E il momento più toccante del film viene da Floyd Coen, la cui sorellina, come centinaia di altre, soccombeva a quella che i medici dell’epoca chiamavano “polmonite da polvere”, una malattia respiratoria causata da minuscole particelle inorganiche nella polvere portata dal vento. Morì in una stanza della casa di famiglia con due stanze, racconta alla telecamera, mentre lui giaceva malato della stessa malattia nell’altra. Il medico ha portato il corpo della bambina su una foglia di tavolo, perché tutti lo vedessero un’ultima volta, prima di portarla all’obitorio. “È stata la cosa più difficile per me”, dice Coen, “e lo è ancora. Era una creaturina così perfetta”. Il volto dell’uomo registra una tale emozione al ricordo che è difficile da guardare.

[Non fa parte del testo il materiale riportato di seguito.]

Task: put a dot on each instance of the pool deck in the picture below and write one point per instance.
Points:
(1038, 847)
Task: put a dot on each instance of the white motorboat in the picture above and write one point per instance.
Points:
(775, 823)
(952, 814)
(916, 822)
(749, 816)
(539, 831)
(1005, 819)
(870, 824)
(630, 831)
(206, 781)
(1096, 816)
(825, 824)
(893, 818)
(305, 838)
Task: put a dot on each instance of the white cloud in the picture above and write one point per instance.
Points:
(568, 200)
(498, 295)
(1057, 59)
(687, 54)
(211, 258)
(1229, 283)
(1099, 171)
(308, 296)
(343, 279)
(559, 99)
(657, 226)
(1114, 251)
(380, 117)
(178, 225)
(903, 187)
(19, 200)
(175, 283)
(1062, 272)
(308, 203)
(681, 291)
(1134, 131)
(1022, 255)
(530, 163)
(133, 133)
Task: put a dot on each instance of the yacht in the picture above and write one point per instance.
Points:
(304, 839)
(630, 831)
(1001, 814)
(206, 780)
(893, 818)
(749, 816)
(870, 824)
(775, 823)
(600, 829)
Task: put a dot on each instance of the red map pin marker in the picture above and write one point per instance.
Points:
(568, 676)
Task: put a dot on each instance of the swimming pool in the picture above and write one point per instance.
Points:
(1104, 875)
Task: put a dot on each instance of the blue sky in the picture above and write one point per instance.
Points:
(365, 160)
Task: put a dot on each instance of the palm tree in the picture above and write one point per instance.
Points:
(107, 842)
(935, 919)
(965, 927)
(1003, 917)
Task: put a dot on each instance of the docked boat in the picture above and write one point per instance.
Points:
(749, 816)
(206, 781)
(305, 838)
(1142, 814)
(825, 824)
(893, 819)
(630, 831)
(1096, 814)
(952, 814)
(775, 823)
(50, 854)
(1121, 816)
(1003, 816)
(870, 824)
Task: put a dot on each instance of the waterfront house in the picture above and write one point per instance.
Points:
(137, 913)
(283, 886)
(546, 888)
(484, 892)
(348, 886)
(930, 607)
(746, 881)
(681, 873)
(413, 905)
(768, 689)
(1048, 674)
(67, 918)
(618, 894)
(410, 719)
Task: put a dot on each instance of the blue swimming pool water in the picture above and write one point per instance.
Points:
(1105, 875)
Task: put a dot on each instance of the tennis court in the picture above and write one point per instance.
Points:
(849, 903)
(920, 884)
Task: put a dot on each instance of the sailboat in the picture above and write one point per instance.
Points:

Ma noi guardiamo. Perché, nel grande schema del film di Burns, è solo un lampo e poi sparisce – abbastanza pathos da registrare le conseguenze umane dello strappo delle praterie; ma non abbastanza da risultare come una sorta di accusa troppo appassionata di coloro che, per ignoranza o avidità o arroganza, hanno fatto lo strappo vero e proprio. Le pianure, sostengono in modo commovente (anche se solo implicitamente) le storie di questi bambini, avrebbero dovuto essere lasciate una profusione d’erba – se lo fossero state, crescervi sarebbe stato meno difficile, meno doloroso. Ma i bambini erano incolpevoli di quell’errore. E la loro sofferenza incolpevole li rende un simbolo risonante di quei sofferenti incolpevoli che potrebbero venire dopo di loro. È proprio qui che Burns termina il suo viaggio di quattro ore: con una preoccupazione (non proprio un avvertimento) per il futuro delle pianure, una preoccupazione che arriva con la sua breve storia e colma il divario tra gli sporchi anni Trenta e oggi.

Gli sforzi del New Deal per la conservazione del suolo hanno riportato la terra. Quando le piogge tornarono nel ’39, e le tempeste di polvere iniziarono a calmarsi, gli agricoltori delle pianure si rivolsero all’Ogallala Aquifer, la falda acquifera di 174.000 miglia quadrate sotto di loro, per soddisfare i bisogni dei loro raccolti. In una regione con così poche e inaffidabili precipitazioni, aveva senso: Tutta l’acqua che potevano chiedere era proprio lì, sotto i loro piedi, e la tecnologia per raggiungerla era finalmente accessibile. I pozzi cominciarono a spuntare ovunque, alcuni alimentando colture che richiedevano più umidità del grano perso solo un decennio o due prima. Quella che all’epoca sembrava una buona idea “è stato l’inizio di una cattiva idea”, dice un anziano alla fine del film. L’Ogallala si ricarica, ma lentamente, catturando solo da 0,024 a 6 pollici all’anno, a seconda della zona specifica in questione: troppo lentamente per tenere il passo con le richieste dei pozzi di irrigazione, che ora sono centinaia di migliaia. È difficile sapere quanta acqua contenga la falda acquifera, ma il suo volume è stato drammaticamente ridotto dal 1950. Al ritmo attuale di esaurimento, la falda acquifera potrebbe, ad un certo punto, essere prosciugata. E quando ciò accadrà, le pianure, le persone che vi abitano e i loro figli potrebbero trovarsi di fronte alla possibilità di un altro Dust Bowl.